Podcast release date: 02 September 2024

Right ascension: 01:34:35.7

Declination:-09:31:03

Epoch: ICRS

Constellation: Cetus

Corresponding Earth location: Wilderness about 21 km northwest of the town of Kafakumba in the Democratic Republic of Congo.

Well, once again, the random number generator has selected a location in the constellation Cetus. Instead of, like usual, just mocking this constellation for not looking like anything even though it's supposed to represent a sea monster or a whale or something, I decided to try to give it another chance and took another look at it, and it's actually more disappointing than I first thought. Instead of just looking like a bunch of randomly-distributed stars, it's actually a bunch of randomly-distributed really faint stars, although people can play connect-the-dots with those faint stars to make a smll polygon connected by a line to a larger polygon, which would very vaguely make it look like a plesiosaur, if you can actually see the stars.

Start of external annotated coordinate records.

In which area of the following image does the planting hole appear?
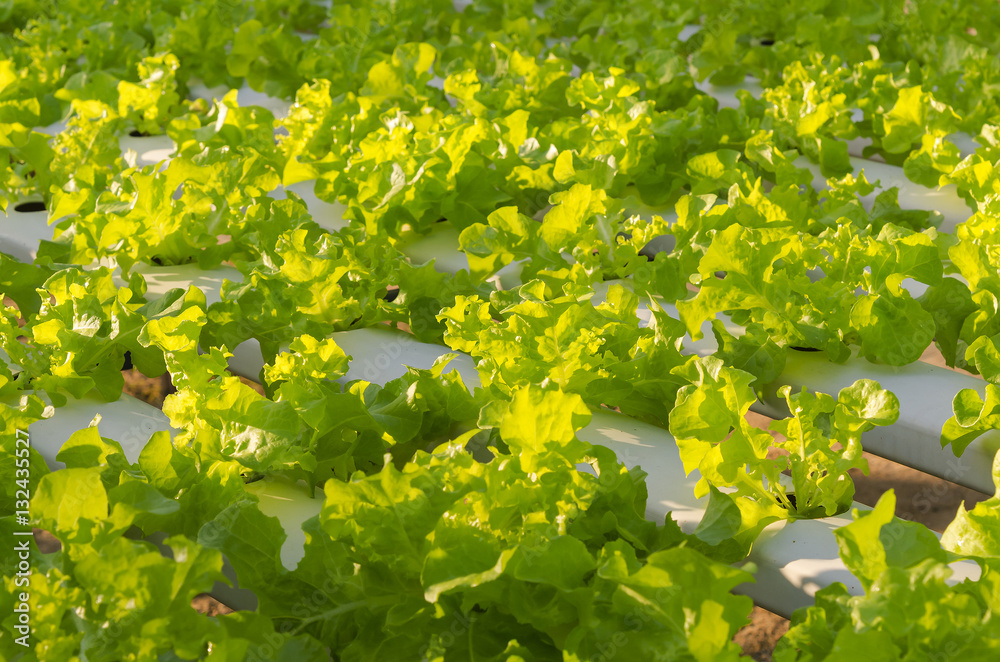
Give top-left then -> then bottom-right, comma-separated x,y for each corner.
14,200 -> 45,213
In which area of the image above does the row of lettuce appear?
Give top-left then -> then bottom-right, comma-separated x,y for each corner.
0,2 -> 1000,660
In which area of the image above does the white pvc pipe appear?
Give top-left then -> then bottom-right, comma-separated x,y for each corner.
118,135 -> 177,168
3,392 -> 170,471
269,179 -> 350,232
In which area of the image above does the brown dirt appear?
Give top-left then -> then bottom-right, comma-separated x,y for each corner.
115,364 -> 987,662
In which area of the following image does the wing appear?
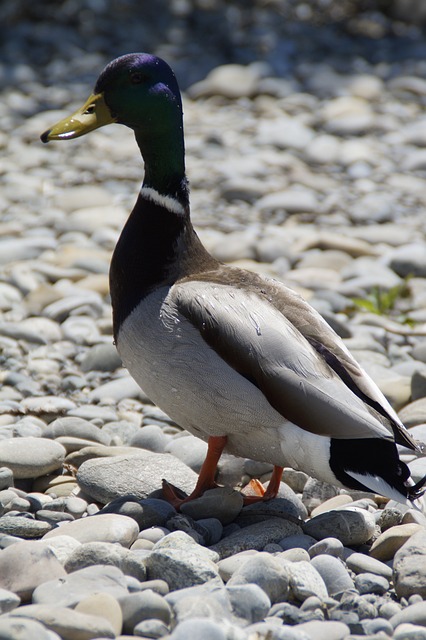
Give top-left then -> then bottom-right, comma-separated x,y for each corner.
173,279 -> 402,440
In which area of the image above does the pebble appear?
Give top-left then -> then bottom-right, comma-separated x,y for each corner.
0,512 -> 52,540
287,560 -> 328,602
12,604 -> 116,640
146,531 -> 220,591
44,513 -> 139,547
297,620 -> 350,640
64,542 -> 147,582
390,600 -> 426,629
43,417 -> 111,446
0,588 -> 21,615
346,553 -> 392,580
304,508 -> 376,546
0,438 -> 66,479
370,523 -> 423,562
311,554 -> 354,597
120,589 -> 172,635
212,518 -> 300,558
355,573 -> 389,595
77,449 -> 197,504
392,622 -> 426,640
0,541 -> 66,602
226,553 -> 293,604
309,538 -> 344,559
0,615 -> 55,640
393,525 -> 426,598
32,565 -> 128,607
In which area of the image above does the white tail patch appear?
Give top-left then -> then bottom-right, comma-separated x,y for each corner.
345,469 -> 415,507
140,187 -> 185,216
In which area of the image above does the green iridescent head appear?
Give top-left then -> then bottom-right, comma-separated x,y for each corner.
41,53 -> 182,142
41,53 -> 185,193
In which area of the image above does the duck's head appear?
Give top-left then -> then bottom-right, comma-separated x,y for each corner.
41,53 -> 182,142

The specific object that this episode's coordinates point to is a complex system named PMN J0134-0931. The letters PMN stand for Parkes-MIT-NRAO, one of the astronomical catalogs (but not the first) that listed radio data for this object [1], while the digits indicate the coordinates and the J indicate that these are the coordinates in the system set up in the year 2000.

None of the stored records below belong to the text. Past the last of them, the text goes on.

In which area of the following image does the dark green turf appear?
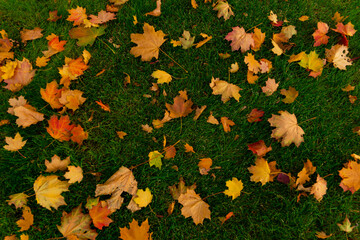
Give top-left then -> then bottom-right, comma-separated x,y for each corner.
0,0 -> 360,239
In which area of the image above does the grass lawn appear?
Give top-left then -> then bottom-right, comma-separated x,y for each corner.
0,0 -> 360,240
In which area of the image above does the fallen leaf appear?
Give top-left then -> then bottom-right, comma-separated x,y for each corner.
145,0 -> 161,17
225,27 -> 255,53
151,70 -> 172,84
198,158 -> 212,175
299,15 -> 309,22
213,1 -> 234,21
310,174 -> 327,202
248,140 -> 272,157
296,159 -> 316,185
130,23 -> 166,61
4,133 -> 27,152
95,167 -> 137,210
220,117 -> 235,132
45,154 -> 70,172
325,44 -> 352,70
20,27 -> 43,43
57,205 -> 98,240
280,87 -> 299,103
337,217 -> 356,233
210,77 -> 242,103
16,206 -> 34,232
120,219 -> 152,240
207,112 -> 219,125
312,22 -> 330,47
64,166 -> 83,183
268,111 -> 305,147
261,78 -> 279,96
134,188 -> 153,207
34,175 -> 70,210
247,108 -> 265,123
6,193 -> 29,208
89,202 -> 113,230
224,177 -> 244,200
165,96 -> 193,118
178,190 -> 211,225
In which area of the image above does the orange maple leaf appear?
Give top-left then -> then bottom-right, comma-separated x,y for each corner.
46,115 -> 75,142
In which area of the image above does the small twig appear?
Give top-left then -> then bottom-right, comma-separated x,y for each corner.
202,191 -> 224,201
159,48 -> 188,73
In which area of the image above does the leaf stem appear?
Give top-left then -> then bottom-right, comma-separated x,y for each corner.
159,48 -> 188,73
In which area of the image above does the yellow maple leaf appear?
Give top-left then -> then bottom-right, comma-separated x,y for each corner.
210,77 -> 242,103
151,70 -> 172,84
134,188 -> 153,207
16,206 -> 34,232
4,133 -> 27,152
64,166 -> 83,183
224,177 -> 244,200
130,23 -> 166,61
268,111 -> 305,147
34,175 -> 70,210
178,189 -> 211,225
120,219 -> 152,240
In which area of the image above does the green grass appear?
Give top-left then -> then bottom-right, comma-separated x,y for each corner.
0,0 -> 360,239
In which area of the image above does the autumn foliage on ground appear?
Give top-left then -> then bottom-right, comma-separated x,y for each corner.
0,0 -> 360,240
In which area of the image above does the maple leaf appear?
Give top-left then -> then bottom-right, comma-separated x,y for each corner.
40,80 -> 64,109
313,22 -> 330,47
4,133 -> 27,152
339,161 -> 360,194
6,193 -> 29,208
332,22 -> 356,36
225,27 -> 255,53
45,154 -> 70,172
70,125 -> 89,145
178,189 -> 211,225
66,6 -> 87,26
120,219 -> 152,240
89,202 -> 113,230
59,89 -> 86,111
251,27 -> 265,51
20,27 -> 43,43
57,204 -> 98,240
130,23 -> 166,61
337,217 -> 356,233
224,177 -> 244,200
198,158 -> 212,175
248,140 -> 272,157
134,188 -> 153,207
4,58 -> 36,92
213,1 -> 234,21
296,159 -> 316,185
280,87 -> 299,103
261,78 -> 279,96
145,0 -> 161,16
268,111 -> 305,147
325,44 -> 352,70
220,117 -> 235,132
247,108 -> 265,122
46,115 -> 75,142
95,167 -> 137,209
165,96 -> 193,118
16,206 -> 34,232
310,174 -> 327,202
248,158 -> 280,185
151,70 -> 172,84
89,10 -> 116,24
210,77 -> 242,103
64,166 -> 83,183
34,175 -> 70,210
149,151 -> 164,169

So, this object was detected as a radio source in 1970 in something called the Ohio Survey between Declinations of 0° and 36° South [2]. In the rest of the twentieth century, it would only appear in four more science papers, including one of the papers published in 1994 about the Parkes-MIT-NRAO survey [1]. It really did not attract that much attention at all. Then, in 2002, two different groups of people working with the Very Large Array separately discovered that PMN J0134-0931 is a system containing a gravitationally lensed quasar [3, 4]. Very interestingly, both of their papers, one of which had Michael D. Gregg as the first author and one of which had Joshua N. Winn as the first author, were published in the same issue of the Astrophysical Journal.

So, to begin with, a quasar by itself is a type of active galactic nuclues (AGN) with a supermassive black hole in its center, a disk of hot, gravitationally-compressed gas falling towards that black hole, and very hot jets of ionized gas appearing above the poles of that black hole. The jets are basically produced by gas from the disk that was deflected away from the black hole by its magnetic fields. Quasars are a specific situation where the jets are kind of tilted towards the Earth, so all of the electromagnetic radiation from the objects looks relatively point-like.

That's the simple part about the system PMN J0134-0931, but what makes the quasar in this system special is that it is located behind another relatively faint galaxy. The gravitational forces from the galaxy in front, which is at a distance where the light has traveled about 6.7 billion years to reach the Earth [5], are distorting the electromagnetic radiation (including visible light) from the quasar, which is at a distance where the light has traveled 10.7 billion years to reach the Earth [3]. This type of system is called a gravitational lens.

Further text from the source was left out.